The following excerpt from an article about the increasing popularity of cremation, printed in today’s New York Times, connects rather eerily to a vampire narrative I recently found: “Whatever the precise cause for the shift, the funeral industry is having to adapt, making up for lost revenue with higher volume and more services, like catered receptions and ash pendants.”
And here are a couple of random on-line ads for ash pendants:
“Ash pendants also known as memorial pendants, keepsake jewelry or even cremation pendants are quickly becoming one of the most popular ways for families to memorialize their loved ones. . . .Ash pendants can keep a loved-one’s spirit and memory alive and nearby for generations to come.”
“Cremation jewelry has many names and comes in a variety of forms, but no matter the words used, cremation jewelry is among the newest and most popular ways to memorialize loved ones. . . . Cremation jewelry, filled with tiny portions of a loved-one’s ashes assures that family memories will always be nearby for those wanting to preserve them. . . . Cremation Ash Pendants are very private and nobody will know you have your loved one with you.”

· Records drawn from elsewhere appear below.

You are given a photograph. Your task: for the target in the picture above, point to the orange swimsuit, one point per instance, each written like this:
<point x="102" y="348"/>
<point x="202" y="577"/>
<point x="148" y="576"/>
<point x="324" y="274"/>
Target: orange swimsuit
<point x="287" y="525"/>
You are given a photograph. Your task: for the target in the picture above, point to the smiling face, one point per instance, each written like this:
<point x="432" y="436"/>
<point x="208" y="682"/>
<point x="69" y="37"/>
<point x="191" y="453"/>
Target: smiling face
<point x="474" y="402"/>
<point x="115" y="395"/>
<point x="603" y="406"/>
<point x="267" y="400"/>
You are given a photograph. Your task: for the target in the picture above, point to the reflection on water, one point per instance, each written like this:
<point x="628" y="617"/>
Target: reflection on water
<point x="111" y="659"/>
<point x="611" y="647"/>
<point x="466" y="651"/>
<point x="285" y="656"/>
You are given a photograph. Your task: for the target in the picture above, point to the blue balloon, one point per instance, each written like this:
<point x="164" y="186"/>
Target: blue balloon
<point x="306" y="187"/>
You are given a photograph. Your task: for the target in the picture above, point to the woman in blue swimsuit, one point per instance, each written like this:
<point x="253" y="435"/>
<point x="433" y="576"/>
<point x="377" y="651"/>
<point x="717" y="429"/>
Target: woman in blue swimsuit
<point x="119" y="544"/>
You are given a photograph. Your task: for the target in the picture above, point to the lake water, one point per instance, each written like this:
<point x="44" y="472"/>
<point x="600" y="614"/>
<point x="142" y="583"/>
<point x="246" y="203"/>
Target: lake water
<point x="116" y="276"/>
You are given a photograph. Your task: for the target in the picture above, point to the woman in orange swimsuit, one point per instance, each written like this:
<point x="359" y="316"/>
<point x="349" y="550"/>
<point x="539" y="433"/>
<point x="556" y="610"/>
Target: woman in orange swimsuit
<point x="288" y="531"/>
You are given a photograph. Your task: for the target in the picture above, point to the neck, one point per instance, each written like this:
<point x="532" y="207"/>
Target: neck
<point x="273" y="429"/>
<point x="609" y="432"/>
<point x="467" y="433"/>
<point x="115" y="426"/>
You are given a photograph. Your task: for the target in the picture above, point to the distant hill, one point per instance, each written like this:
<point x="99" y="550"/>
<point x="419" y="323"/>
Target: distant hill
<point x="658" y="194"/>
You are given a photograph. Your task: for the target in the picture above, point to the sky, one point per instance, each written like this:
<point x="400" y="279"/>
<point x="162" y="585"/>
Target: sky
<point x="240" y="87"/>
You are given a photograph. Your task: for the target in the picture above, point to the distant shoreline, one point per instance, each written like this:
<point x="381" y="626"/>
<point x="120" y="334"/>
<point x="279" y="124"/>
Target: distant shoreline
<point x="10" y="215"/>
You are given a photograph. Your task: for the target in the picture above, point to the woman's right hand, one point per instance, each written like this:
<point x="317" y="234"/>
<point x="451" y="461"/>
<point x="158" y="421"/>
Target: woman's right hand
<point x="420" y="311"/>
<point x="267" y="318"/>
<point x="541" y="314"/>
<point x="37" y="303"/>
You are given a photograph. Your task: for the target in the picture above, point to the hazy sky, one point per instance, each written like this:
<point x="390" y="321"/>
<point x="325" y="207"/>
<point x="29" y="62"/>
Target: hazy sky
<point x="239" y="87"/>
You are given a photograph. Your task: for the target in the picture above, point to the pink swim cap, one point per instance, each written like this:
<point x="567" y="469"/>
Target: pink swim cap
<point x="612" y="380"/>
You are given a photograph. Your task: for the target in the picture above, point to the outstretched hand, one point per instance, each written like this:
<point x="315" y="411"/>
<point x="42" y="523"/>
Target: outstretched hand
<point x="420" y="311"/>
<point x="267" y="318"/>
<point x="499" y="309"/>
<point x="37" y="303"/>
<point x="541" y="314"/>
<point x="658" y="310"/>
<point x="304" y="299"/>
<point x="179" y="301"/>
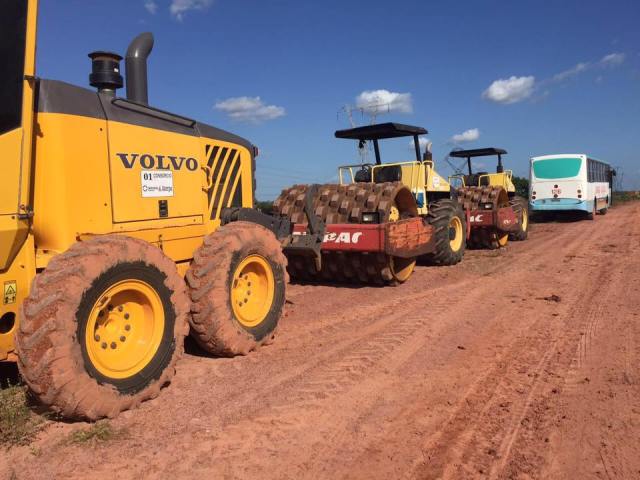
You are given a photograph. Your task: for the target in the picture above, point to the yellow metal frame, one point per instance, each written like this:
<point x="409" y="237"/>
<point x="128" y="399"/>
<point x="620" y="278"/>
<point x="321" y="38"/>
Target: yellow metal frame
<point x="124" y="329"/>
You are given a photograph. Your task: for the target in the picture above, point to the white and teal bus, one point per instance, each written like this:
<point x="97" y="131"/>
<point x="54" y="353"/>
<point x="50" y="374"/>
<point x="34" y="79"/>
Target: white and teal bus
<point x="570" y="182"/>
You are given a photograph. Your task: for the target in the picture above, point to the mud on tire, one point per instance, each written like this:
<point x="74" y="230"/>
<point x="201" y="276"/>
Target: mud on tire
<point x="441" y="215"/>
<point x="214" y="324"/>
<point x="51" y="345"/>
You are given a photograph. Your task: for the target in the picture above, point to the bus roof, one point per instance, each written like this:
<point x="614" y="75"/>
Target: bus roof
<point x="567" y="155"/>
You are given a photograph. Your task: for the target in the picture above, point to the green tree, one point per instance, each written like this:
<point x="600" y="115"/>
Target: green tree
<point x="522" y="186"/>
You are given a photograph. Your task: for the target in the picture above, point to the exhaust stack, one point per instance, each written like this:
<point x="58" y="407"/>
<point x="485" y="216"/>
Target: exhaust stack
<point x="105" y="72"/>
<point x="136" y="65"/>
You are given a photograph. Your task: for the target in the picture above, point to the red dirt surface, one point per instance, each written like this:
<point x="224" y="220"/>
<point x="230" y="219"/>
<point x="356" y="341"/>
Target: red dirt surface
<point x="521" y="363"/>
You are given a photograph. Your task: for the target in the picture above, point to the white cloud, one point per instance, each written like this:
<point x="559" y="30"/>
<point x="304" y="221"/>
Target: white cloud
<point x="151" y="6"/>
<point x="612" y="60"/>
<point x="510" y="90"/>
<point x="515" y="89"/>
<point x="249" y="109"/>
<point x="470" y="135"/>
<point x="384" y="101"/>
<point x="178" y="8"/>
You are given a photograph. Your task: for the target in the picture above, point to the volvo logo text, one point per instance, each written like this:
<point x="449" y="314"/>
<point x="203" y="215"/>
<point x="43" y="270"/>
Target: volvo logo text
<point x="158" y="162"/>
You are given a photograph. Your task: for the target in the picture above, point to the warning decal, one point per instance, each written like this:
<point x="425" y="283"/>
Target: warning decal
<point x="157" y="183"/>
<point x="9" y="293"/>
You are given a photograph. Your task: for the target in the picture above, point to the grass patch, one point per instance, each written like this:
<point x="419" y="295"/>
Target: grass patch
<point x="18" y="425"/>
<point x="622" y="197"/>
<point x="99" y="432"/>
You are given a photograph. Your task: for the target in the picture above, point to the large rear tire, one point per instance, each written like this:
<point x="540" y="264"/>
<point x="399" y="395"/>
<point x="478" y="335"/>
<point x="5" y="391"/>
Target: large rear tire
<point x="448" y="220"/>
<point x="103" y="327"/>
<point x="521" y="207"/>
<point x="237" y="282"/>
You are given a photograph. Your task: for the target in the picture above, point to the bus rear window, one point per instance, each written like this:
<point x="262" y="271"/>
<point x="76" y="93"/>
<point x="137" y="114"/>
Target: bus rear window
<point x="557" y="168"/>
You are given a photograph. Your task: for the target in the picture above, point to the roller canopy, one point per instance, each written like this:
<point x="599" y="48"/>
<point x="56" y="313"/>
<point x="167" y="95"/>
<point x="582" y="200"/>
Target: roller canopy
<point x="381" y="131"/>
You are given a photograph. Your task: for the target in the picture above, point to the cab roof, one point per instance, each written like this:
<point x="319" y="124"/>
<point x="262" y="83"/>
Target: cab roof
<point x="380" y="131"/>
<point x="477" y="152"/>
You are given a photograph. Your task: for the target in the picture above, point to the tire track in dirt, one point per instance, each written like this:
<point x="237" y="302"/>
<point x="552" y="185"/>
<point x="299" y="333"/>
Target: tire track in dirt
<point x="459" y="448"/>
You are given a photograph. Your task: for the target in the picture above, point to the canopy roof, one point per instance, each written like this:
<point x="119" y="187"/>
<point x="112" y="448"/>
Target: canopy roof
<point x="477" y="152"/>
<point x="380" y="131"/>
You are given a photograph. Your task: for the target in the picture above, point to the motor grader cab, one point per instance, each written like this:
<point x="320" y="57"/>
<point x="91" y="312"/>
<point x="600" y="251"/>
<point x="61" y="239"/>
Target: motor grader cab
<point x="496" y="213"/>
<point x="380" y="218"/>
<point x="116" y="236"/>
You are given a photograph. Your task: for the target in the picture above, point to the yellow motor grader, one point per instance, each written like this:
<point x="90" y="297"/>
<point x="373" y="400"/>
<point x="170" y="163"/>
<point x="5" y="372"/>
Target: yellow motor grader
<point x="122" y="227"/>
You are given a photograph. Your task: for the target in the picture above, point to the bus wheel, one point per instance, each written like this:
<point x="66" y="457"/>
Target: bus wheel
<point x="603" y="211"/>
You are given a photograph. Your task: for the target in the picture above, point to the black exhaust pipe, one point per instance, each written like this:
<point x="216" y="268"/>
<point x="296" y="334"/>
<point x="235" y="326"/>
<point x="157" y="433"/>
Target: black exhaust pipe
<point x="136" y="63"/>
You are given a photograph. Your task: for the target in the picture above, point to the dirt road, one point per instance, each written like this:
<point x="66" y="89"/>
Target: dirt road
<point x="522" y="363"/>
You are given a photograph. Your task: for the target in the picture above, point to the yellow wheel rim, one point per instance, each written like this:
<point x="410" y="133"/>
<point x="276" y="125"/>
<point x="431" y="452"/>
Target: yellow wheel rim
<point x="124" y="329"/>
<point x="252" y="290"/>
<point x="455" y="231"/>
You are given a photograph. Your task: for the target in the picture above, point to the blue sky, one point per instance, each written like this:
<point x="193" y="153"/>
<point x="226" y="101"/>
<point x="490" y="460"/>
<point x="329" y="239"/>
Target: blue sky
<point x="534" y="77"/>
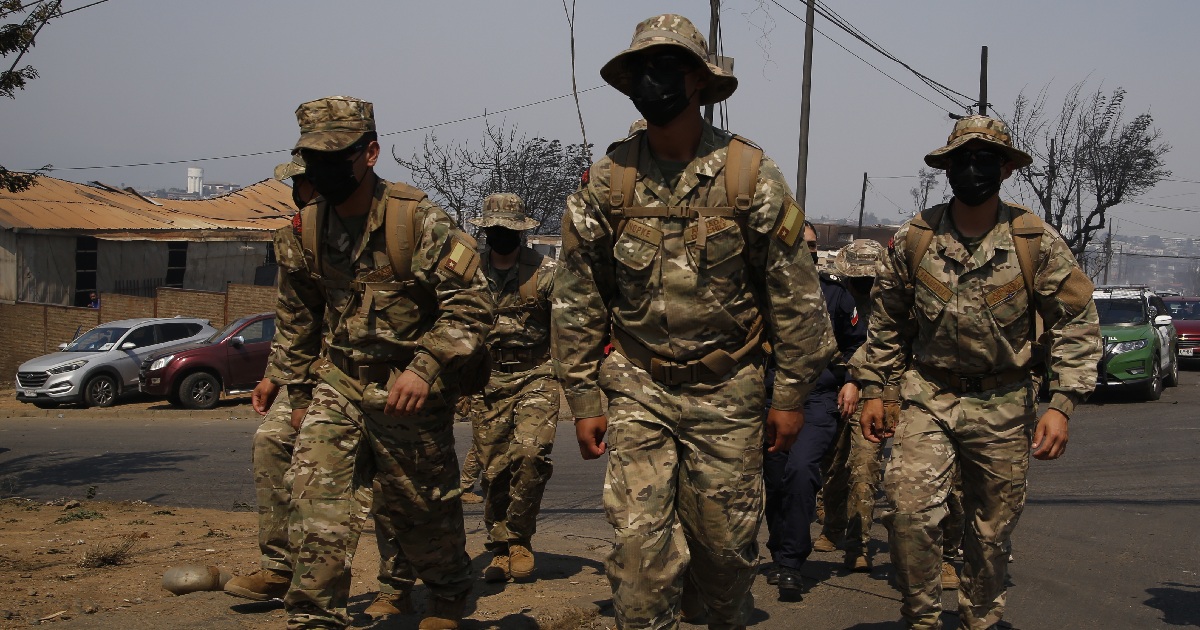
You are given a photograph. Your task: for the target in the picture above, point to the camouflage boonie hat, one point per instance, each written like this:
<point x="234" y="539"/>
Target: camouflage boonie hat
<point x="859" y="258"/>
<point x="291" y="169"/>
<point x="334" y="123"/>
<point x="984" y="129"/>
<point x="670" y="30"/>
<point x="507" y="210"/>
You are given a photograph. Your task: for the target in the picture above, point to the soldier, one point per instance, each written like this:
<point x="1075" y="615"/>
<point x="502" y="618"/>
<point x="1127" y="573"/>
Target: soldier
<point x="384" y="305"/>
<point x="961" y="286"/>
<point x="514" y="420"/>
<point x="681" y="246"/>
<point x="793" y="478"/>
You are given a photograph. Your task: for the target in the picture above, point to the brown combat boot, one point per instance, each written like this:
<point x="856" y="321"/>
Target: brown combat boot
<point x="390" y="604"/>
<point x="444" y="613"/>
<point x="521" y="562"/>
<point x="259" y="586"/>
<point x="498" y="570"/>
<point x="949" y="577"/>
<point x="825" y="545"/>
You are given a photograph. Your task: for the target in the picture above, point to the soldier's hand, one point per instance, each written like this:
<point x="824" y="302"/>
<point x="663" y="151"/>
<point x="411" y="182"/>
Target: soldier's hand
<point x="407" y="395"/>
<point x="264" y="396"/>
<point x="783" y="427"/>
<point x="1050" y="437"/>
<point x="298" y="417"/>
<point x="847" y="400"/>
<point x="871" y="421"/>
<point x="589" y="432"/>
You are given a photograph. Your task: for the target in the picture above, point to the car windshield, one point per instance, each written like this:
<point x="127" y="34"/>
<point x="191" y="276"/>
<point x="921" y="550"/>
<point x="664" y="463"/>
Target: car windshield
<point x="1185" y="309"/>
<point x="96" y="340"/>
<point x="1120" y="312"/>
<point x="225" y="333"/>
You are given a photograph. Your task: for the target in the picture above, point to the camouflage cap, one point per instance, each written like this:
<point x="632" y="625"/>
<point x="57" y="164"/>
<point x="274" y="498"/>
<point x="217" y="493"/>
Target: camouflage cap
<point x="670" y="30"/>
<point x="984" y="129"/>
<point x="334" y="123"/>
<point x="507" y="210"/>
<point x="859" y="258"/>
<point x="291" y="169"/>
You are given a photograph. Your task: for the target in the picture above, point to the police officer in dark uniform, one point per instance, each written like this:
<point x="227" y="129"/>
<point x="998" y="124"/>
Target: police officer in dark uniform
<point x="793" y="478"/>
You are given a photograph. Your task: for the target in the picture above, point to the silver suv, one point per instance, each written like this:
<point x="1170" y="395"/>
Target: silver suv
<point x="102" y="364"/>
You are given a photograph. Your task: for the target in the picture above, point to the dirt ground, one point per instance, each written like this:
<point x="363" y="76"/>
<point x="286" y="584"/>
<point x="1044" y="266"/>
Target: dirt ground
<point x="41" y="580"/>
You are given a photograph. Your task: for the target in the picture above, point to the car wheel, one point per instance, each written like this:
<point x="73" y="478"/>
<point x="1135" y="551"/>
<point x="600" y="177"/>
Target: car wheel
<point x="1155" y="387"/>
<point x="100" y="391"/>
<point x="201" y="390"/>
<point x="1173" y="373"/>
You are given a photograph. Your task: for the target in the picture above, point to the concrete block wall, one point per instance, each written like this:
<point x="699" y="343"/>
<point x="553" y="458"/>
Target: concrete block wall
<point x="247" y="299"/>
<point x="205" y="305"/>
<point x="113" y="307"/>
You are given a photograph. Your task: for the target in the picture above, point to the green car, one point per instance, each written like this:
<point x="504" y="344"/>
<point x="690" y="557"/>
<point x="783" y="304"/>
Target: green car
<point x="1139" y="341"/>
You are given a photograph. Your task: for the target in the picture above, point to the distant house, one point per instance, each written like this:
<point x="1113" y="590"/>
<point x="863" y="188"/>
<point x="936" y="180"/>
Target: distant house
<point x="61" y="240"/>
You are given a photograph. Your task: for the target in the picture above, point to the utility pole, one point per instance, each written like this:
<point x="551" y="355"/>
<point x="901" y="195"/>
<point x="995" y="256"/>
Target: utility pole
<point x="862" y="205"/>
<point x="802" y="163"/>
<point x="714" y="21"/>
<point x="983" y="82"/>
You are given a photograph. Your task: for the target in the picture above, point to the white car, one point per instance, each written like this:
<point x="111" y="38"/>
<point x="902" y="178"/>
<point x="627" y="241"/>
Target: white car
<point x="102" y="364"/>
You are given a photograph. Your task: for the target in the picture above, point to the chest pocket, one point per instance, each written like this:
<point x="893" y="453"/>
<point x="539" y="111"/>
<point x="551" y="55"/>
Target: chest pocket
<point x="930" y="295"/>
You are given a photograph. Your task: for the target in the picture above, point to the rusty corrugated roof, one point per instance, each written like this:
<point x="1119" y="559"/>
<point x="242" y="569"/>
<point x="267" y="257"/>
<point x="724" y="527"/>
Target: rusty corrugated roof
<point x="55" y="204"/>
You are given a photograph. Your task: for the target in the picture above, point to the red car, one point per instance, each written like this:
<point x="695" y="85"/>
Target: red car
<point x="232" y="360"/>
<point x="1186" y="316"/>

And now, an excerpt from Mrs. Farley’s 1842 article. Her neighbor was WAY ahead of his time:
In the house on my left lives a stout athletic man, of little more than middle age, of good natural abilities, and by no means destitute of cultivation, whose ruling error is of a graver cast. I had noticed his wearing a small box suspended to his neck by a cord, and, having once alluded to the circumstance, my neighbor gave me the following relation---
“My parents had twelve children, each of whom as they arrived at the age of maturity, sickened and died of consumption. Just twelve months elapsed between the different burials, until eleven sons and daughters were laid in the grave. When my last brother died I had just attained majority. The sympathies of the people around us were strongly excited. When the grave was digging for Joel, some of our friends opened the coffin of the next older child, and found the body as fresh and fair as if the soul had just departed. As each brother or sister died, they fed upon the life of the next in age. Our friends then urged upon my parents and myself the necessity of burning the heart of my brother and wearing the ashes about my person, as the only means of saving me from a like fate. But I could not consent to such a course, and he was buried. Two months passed away, and I could no longer conceal from my anxious parents the ravages of disease. They again urged burning the heart of my brother as being their only hope, and as I continued to resist, my mother called the aid of a still more powerful advocate. My wife, to whom I was then engaged, entreated me to consent. ‘If I am restored to health by such means, Abby,’ I replied, ‘I cannot live here. You must leave home and friends, and go with me to some uninhabited spot.’ ‘I will,--to any part of the world;’ was her firm response. So the deed was done. I came here with Abby when there were no inhabitants but bears, catamounts and loupcerviers. I hunted, felled trees, tilled the soil, and built this house with my own hands; yet I am, as you perceive, still strong and hearty.”
“But may not your recovery be attributed to air, exercise, change of climate and different mode of living?” I inquired. He shook his head, touched the box, (the charm) and turned away.
Hmmm . . . an apotropaic ash pendant; unique in America’s vampire arsenal, as far as I can tell.